Com significativas disparidades, o aluguel mensal
médio de um imóvel de 100 metros quadrados na cidade amazônica era de R$
5,5 mil em janeiro, o terceiro mais caro entre as capitais do Brasil,
segundo o Índice FipeZAP. Só no ano passado, os leitos disponibilizados
pelo Airbnb em Belém e região chegaram a 5,2 mil – um aumento de 54% em
relação ao ano anterior, diz a plataforma.
Também
as agências imobiliárias viram aumentar a clientela ansiosa para alugar
seus apartamentos a preços que hoje são tão variados quanto eram antes
impensáveis, saindo a pelo menos alguns milhares de reais pela diária.
Os corretores investem numa enxurrada de propaganda, mirando quem quer
ganhar dinheiro na COP30.
“Os
proprietários calculam os preços em dólar, e os valores ficam às vezes
fora da realidade.

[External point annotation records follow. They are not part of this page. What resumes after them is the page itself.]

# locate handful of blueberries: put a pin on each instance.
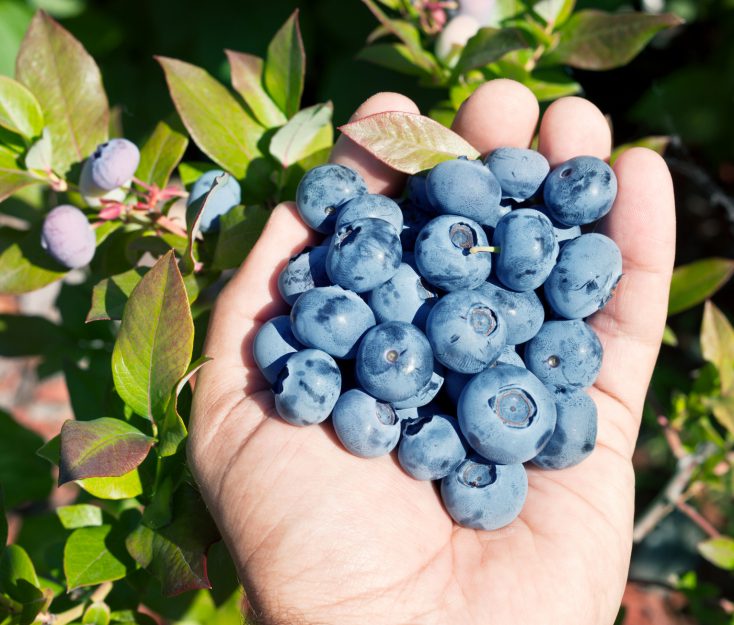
(411, 331)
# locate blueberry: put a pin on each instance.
(413, 221)
(366, 427)
(307, 387)
(417, 193)
(430, 447)
(575, 433)
(443, 257)
(370, 205)
(323, 190)
(112, 165)
(565, 353)
(364, 254)
(528, 249)
(584, 277)
(394, 361)
(484, 496)
(506, 414)
(227, 196)
(67, 237)
(331, 319)
(427, 393)
(404, 297)
(465, 188)
(519, 171)
(523, 312)
(303, 272)
(273, 345)
(562, 231)
(465, 331)
(580, 191)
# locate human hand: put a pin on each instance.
(322, 537)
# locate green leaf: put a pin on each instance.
(247, 80)
(394, 56)
(239, 230)
(285, 66)
(18, 580)
(216, 122)
(68, 85)
(172, 431)
(719, 551)
(40, 155)
(162, 152)
(697, 281)
(110, 295)
(20, 112)
(176, 554)
(103, 447)
(79, 515)
(124, 487)
(487, 46)
(717, 344)
(97, 614)
(93, 555)
(296, 139)
(154, 345)
(12, 177)
(597, 40)
(25, 477)
(406, 141)
(554, 12)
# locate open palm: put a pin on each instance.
(322, 537)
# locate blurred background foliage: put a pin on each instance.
(681, 86)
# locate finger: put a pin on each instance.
(380, 178)
(630, 327)
(500, 113)
(251, 297)
(573, 127)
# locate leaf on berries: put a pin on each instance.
(155, 342)
(597, 40)
(407, 142)
(103, 447)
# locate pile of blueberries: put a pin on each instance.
(412, 332)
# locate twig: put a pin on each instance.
(697, 518)
(671, 494)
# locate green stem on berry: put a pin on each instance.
(484, 248)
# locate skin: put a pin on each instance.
(322, 537)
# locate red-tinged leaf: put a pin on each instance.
(406, 141)
(285, 66)
(176, 553)
(68, 85)
(154, 345)
(597, 40)
(247, 79)
(100, 448)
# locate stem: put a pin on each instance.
(698, 519)
(672, 493)
(484, 248)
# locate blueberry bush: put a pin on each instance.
(136, 544)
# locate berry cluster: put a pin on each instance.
(410, 330)
(104, 184)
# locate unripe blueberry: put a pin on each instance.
(67, 237)
(111, 166)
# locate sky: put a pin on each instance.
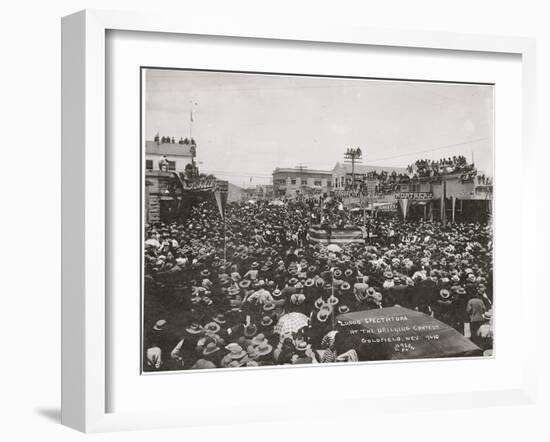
(245, 125)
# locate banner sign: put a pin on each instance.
(404, 202)
(201, 185)
(415, 196)
(221, 186)
(220, 194)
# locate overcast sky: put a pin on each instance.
(245, 125)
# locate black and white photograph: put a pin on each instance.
(306, 219)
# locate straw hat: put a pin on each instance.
(210, 348)
(159, 325)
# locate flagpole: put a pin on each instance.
(224, 241)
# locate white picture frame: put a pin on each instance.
(85, 232)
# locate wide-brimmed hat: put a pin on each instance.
(319, 302)
(194, 329)
(263, 349)
(212, 327)
(235, 351)
(266, 321)
(250, 330)
(159, 325)
(210, 348)
(245, 283)
(220, 318)
(259, 339)
(324, 313)
(297, 298)
(233, 291)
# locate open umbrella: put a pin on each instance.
(290, 323)
(399, 333)
(334, 248)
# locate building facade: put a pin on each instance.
(294, 182)
(178, 154)
(343, 174)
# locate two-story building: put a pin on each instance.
(293, 182)
(343, 173)
(178, 154)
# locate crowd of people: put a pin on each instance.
(432, 168)
(252, 290)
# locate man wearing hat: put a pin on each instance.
(235, 354)
(475, 309)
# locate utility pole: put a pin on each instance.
(301, 168)
(353, 156)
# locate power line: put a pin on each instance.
(429, 150)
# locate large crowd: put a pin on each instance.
(252, 290)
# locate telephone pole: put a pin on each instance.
(301, 168)
(353, 156)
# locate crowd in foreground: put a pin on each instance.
(267, 296)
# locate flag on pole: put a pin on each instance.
(404, 202)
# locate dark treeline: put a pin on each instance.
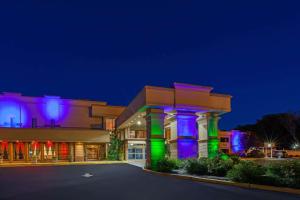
(283, 129)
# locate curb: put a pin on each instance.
(10, 165)
(229, 183)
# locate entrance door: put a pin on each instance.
(92, 152)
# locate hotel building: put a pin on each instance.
(181, 121)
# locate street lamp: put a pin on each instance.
(295, 146)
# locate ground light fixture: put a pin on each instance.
(295, 146)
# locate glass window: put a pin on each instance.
(34, 150)
(136, 152)
(109, 124)
(19, 151)
(224, 139)
(63, 151)
(49, 150)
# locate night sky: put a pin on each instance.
(108, 50)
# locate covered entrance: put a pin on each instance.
(92, 152)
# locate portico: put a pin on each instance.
(181, 122)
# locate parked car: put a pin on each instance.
(279, 154)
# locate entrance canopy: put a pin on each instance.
(57, 135)
(181, 97)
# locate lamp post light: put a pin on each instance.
(270, 146)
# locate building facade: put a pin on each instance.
(49, 128)
(180, 121)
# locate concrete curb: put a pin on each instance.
(7, 165)
(229, 183)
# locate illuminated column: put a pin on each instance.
(213, 141)
(56, 151)
(202, 135)
(26, 151)
(187, 144)
(42, 151)
(155, 137)
(11, 151)
(71, 152)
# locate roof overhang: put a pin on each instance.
(183, 97)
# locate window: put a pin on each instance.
(35, 150)
(225, 151)
(168, 133)
(4, 150)
(109, 124)
(34, 123)
(140, 134)
(52, 123)
(136, 152)
(224, 139)
(19, 151)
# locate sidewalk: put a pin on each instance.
(31, 164)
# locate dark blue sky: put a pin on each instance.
(108, 50)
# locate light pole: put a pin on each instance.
(270, 146)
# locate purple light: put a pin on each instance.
(54, 108)
(187, 145)
(12, 112)
(187, 148)
(237, 141)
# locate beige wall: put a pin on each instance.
(73, 113)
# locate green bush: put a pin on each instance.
(198, 167)
(166, 165)
(235, 159)
(219, 167)
(287, 173)
(256, 154)
(247, 172)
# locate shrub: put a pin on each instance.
(235, 159)
(247, 172)
(199, 167)
(256, 154)
(219, 167)
(287, 173)
(166, 165)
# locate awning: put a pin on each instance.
(55, 134)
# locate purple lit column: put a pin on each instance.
(187, 144)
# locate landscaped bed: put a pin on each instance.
(285, 173)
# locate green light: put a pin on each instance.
(224, 156)
(157, 128)
(213, 141)
(213, 147)
(157, 151)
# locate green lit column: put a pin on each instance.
(155, 137)
(212, 132)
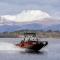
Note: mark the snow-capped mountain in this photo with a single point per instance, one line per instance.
(31, 20)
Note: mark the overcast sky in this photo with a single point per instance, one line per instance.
(12, 7)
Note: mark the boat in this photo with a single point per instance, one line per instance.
(31, 42)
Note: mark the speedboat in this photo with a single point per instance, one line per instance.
(31, 42)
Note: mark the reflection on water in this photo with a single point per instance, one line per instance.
(51, 52)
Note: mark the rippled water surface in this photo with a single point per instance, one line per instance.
(8, 50)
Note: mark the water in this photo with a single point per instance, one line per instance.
(8, 50)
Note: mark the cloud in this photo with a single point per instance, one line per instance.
(27, 15)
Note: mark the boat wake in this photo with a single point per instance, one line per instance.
(5, 46)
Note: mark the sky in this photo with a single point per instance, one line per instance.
(13, 7)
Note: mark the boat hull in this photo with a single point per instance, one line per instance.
(33, 45)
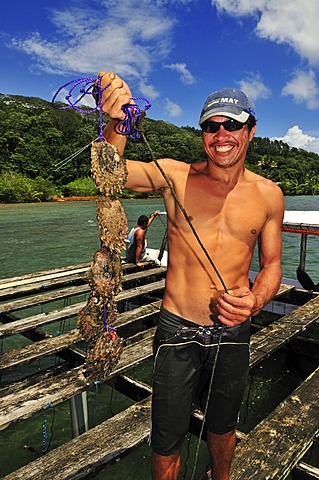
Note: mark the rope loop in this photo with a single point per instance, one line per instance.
(89, 86)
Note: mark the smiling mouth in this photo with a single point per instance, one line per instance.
(223, 148)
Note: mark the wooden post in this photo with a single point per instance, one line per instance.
(79, 414)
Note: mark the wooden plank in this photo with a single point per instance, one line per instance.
(37, 282)
(40, 299)
(40, 349)
(283, 289)
(273, 448)
(42, 278)
(269, 339)
(85, 455)
(29, 276)
(22, 325)
(21, 290)
(55, 344)
(25, 403)
(45, 297)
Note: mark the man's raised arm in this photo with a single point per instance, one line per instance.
(114, 97)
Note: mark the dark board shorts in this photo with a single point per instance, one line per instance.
(184, 356)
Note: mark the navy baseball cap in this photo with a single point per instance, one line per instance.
(230, 103)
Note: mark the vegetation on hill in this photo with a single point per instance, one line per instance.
(38, 145)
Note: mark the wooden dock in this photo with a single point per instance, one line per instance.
(33, 305)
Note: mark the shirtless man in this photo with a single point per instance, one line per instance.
(136, 241)
(230, 208)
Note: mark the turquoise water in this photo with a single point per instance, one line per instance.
(35, 237)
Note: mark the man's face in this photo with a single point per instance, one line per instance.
(224, 148)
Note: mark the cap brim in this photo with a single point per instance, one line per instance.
(240, 117)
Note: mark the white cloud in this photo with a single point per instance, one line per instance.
(172, 108)
(254, 86)
(88, 41)
(185, 76)
(149, 91)
(303, 89)
(296, 138)
(294, 22)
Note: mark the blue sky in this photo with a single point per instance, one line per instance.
(175, 53)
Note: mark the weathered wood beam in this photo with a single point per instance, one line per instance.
(27, 402)
(271, 338)
(275, 446)
(87, 454)
(24, 324)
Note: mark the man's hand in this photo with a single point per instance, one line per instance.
(236, 306)
(115, 95)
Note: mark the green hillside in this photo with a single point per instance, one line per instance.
(35, 139)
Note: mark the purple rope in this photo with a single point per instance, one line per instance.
(129, 126)
(105, 325)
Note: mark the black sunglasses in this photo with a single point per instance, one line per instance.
(230, 125)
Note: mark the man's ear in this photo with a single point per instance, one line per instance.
(252, 133)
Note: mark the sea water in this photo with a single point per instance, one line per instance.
(35, 237)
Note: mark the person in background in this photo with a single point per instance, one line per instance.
(203, 317)
(136, 241)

Muitos deles desistiram de vender seus imóveis para
alugar na COP”, diz o corretor Genardo de Oliveira. “É uma loucura.”
A
organização da COP30 aposta no aluguel de temporada para gerar 11,5 mil
leitos e contornar a deficiência da capacidade hoteleira de Belém.

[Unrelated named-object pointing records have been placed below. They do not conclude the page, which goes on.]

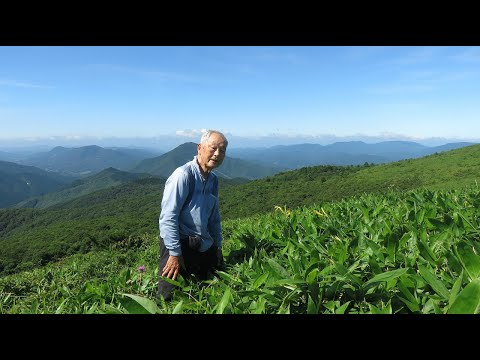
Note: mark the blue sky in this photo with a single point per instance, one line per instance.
(107, 91)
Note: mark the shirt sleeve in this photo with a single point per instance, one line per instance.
(174, 195)
(214, 222)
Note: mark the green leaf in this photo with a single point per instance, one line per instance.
(410, 300)
(386, 276)
(224, 302)
(455, 289)
(178, 308)
(426, 252)
(311, 307)
(228, 277)
(470, 260)
(312, 276)
(341, 309)
(260, 280)
(278, 269)
(468, 300)
(135, 304)
(433, 281)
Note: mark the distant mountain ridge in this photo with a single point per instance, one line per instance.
(340, 153)
(165, 164)
(102, 180)
(18, 182)
(85, 160)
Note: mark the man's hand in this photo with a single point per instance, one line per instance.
(172, 267)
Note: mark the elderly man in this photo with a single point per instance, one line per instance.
(190, 229)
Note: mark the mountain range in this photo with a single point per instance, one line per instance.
(165, 164)
(339, 153)
(121, 214)
(28, 186)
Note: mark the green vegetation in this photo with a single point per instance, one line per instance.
(317, 240)
(401, 252)
(312, 185)
(104, 179)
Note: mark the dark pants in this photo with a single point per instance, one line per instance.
(197, 263)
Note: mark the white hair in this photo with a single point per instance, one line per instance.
(206, 136)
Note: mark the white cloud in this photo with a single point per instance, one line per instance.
(190, 132)
(16, 83)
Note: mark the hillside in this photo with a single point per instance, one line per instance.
(19, 182)
(340, 153)
(102, 180)
(410, 252)
(165, 164)
(124, 212)
(310, 185)
(85, 160)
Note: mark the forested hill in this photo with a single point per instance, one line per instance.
(309, 185)
(18, 182)
(102, 180)
(120, 214)
(165, 164)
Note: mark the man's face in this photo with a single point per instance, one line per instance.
(212, 154)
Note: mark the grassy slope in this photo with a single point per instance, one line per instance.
(115, 214)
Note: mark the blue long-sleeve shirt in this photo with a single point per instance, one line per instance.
(200, 216)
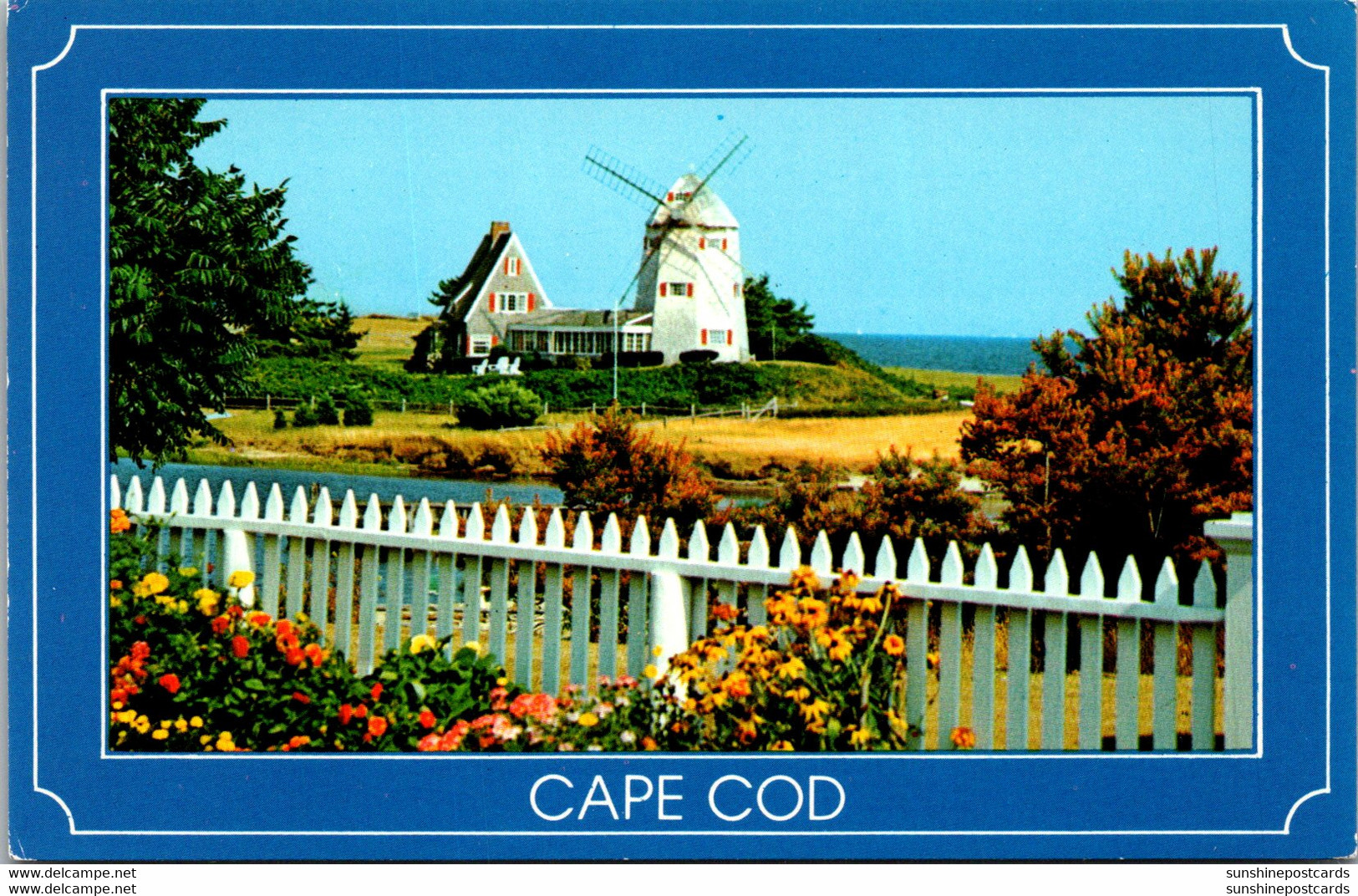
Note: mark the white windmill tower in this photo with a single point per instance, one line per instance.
(690, 277)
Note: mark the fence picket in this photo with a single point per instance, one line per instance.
(1091, 682)
(343, 576)
(984, 676)
(526, 603)
(1203, 663)
(949, 672)
(917, 669)
(1016, 679)
(1054, 682)
(1166, 657)
(371, 563)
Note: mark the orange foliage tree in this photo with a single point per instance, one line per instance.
(610, 467)
(1133, 436)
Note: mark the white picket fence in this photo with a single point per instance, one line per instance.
(413, 573)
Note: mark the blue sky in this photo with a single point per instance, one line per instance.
(941, 216)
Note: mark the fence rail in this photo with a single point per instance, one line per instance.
(373, 580)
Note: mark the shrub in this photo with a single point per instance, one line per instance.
(358, 411)
(608, 467)
(497, 406)
(304, 415)
(326, 411)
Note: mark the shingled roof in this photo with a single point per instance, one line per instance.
(467, 287)
(576, 318)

Segundo dados oficiais, em 2022 havia apenas 12,2 mil unidades
habitacionais de hospedagem, dos quais 91% eram hotéis.
Vale tudo para alugar em dólar
Alguns
proprietários estão dispostos a ir longe para não perder um bom negócio
numa cidade onde a oferta imobiliária é limitada e a demanda, de
repente, virou global. Para muitos, está na mesa até não renovar ou
rescindir contratos com inquilinos de longa data para alugar na COP30.
Há ainda quem demande reajustes no aluguel acima dos índices padrão como
condição para manter contratos.
“É um momento de monetizar para
ter renda extra onde você mora”, afirma o corretor Fabrício de Menezes.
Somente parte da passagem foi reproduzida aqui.